Enhancing vehicle platoon safety assessment: A novel cascading risk measure

Surrogate Safety Measures (SSMs) have demonstrated substantial potential in identifying collision risks and supporting traffic safety evaluation. However, conventional SSMs are primarily designed for individual vehicle–level risk assessment, which limits their ability to capture inter-vehicle risk coupling and the mechanisms of potential risk propagation within a vehicle platoon. To address this limitation, this study proposes a novel Cascading Risk Measure (CRM) to characterize potential cascading risks and enhance platoon-level safety assessment. First, we introduce the concept of critical deceleration, representing the maximum deceleration disturbance from a leading vehicle that a follower can tolerate, to characterize each vehicle's risk state. Building on this, we develop a recursive mathematical framework that captures inter-vehicle coupling and the propagation of cascading risks by establishing recursive relationships between the critical decelerations of successive vehicles. This formulation reveals both the direction and the fundamental manner of risk propagation, thereby offering clear physical interpretability.

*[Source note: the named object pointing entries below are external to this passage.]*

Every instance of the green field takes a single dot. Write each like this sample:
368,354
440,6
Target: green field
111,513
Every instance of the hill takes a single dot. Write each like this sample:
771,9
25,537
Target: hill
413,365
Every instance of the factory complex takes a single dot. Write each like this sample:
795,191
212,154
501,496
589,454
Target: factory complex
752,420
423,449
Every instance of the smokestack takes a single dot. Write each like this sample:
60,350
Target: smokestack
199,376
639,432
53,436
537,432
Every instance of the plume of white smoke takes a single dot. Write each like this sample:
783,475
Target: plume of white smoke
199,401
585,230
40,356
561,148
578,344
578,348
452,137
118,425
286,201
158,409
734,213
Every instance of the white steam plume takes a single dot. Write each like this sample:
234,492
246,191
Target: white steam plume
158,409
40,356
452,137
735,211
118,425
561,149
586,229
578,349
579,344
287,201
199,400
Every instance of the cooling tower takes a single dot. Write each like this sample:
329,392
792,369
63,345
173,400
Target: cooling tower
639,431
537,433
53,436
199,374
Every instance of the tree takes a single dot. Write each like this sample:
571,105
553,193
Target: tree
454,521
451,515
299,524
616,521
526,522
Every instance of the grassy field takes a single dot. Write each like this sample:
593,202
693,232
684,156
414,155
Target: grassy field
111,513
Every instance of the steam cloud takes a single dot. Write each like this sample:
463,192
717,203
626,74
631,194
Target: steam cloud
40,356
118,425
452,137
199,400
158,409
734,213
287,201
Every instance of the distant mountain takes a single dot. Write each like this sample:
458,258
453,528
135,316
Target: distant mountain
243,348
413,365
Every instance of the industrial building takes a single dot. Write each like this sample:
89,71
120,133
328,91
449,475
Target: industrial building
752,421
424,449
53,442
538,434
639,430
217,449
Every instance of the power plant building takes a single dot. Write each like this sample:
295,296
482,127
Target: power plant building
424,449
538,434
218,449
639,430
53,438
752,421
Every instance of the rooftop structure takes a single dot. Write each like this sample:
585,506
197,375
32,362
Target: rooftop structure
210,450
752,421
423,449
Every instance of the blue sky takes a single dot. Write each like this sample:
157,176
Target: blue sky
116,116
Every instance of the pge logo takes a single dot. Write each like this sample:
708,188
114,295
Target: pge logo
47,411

In addition, the recursive framework ensures that CRM naturally degenerates into its single-vehicle form (denoted as DCRM) when no cascading risk is present, thereby generalizing the single-vehicle view, ensuring full compatibility with conventional SSMs, and providing a coherent and interpretable bridge between vehicle-level and platoon-level risk evaluation. The framework also guarantees complete coverage of cascading risks under arbitrary disturbance-propagation scenarios, ensuring that cascading effects are not omitted by design. Validation results show that, compared with existing SSMs, CRM enables earlier identification of peak platoon risk and generates smoother, more consistent risk profiles by better aligning with the evolution of platoon-level risk. These advantages are quantitatively supported by performance gains of 36.18% in MAE, 17.56% in sMAPE, and 22.22% in RMSSD, as well as an 18.84% increase in Kendall's τ_b relative to the best-performing baseline. CRM also effectively captures the impact of platoon size and vehicle spatial distribution—factors to which conventional SSMs are largely insensitive. These findings highlight CRM's potential for supporting proactive platoon-level risk warning and management.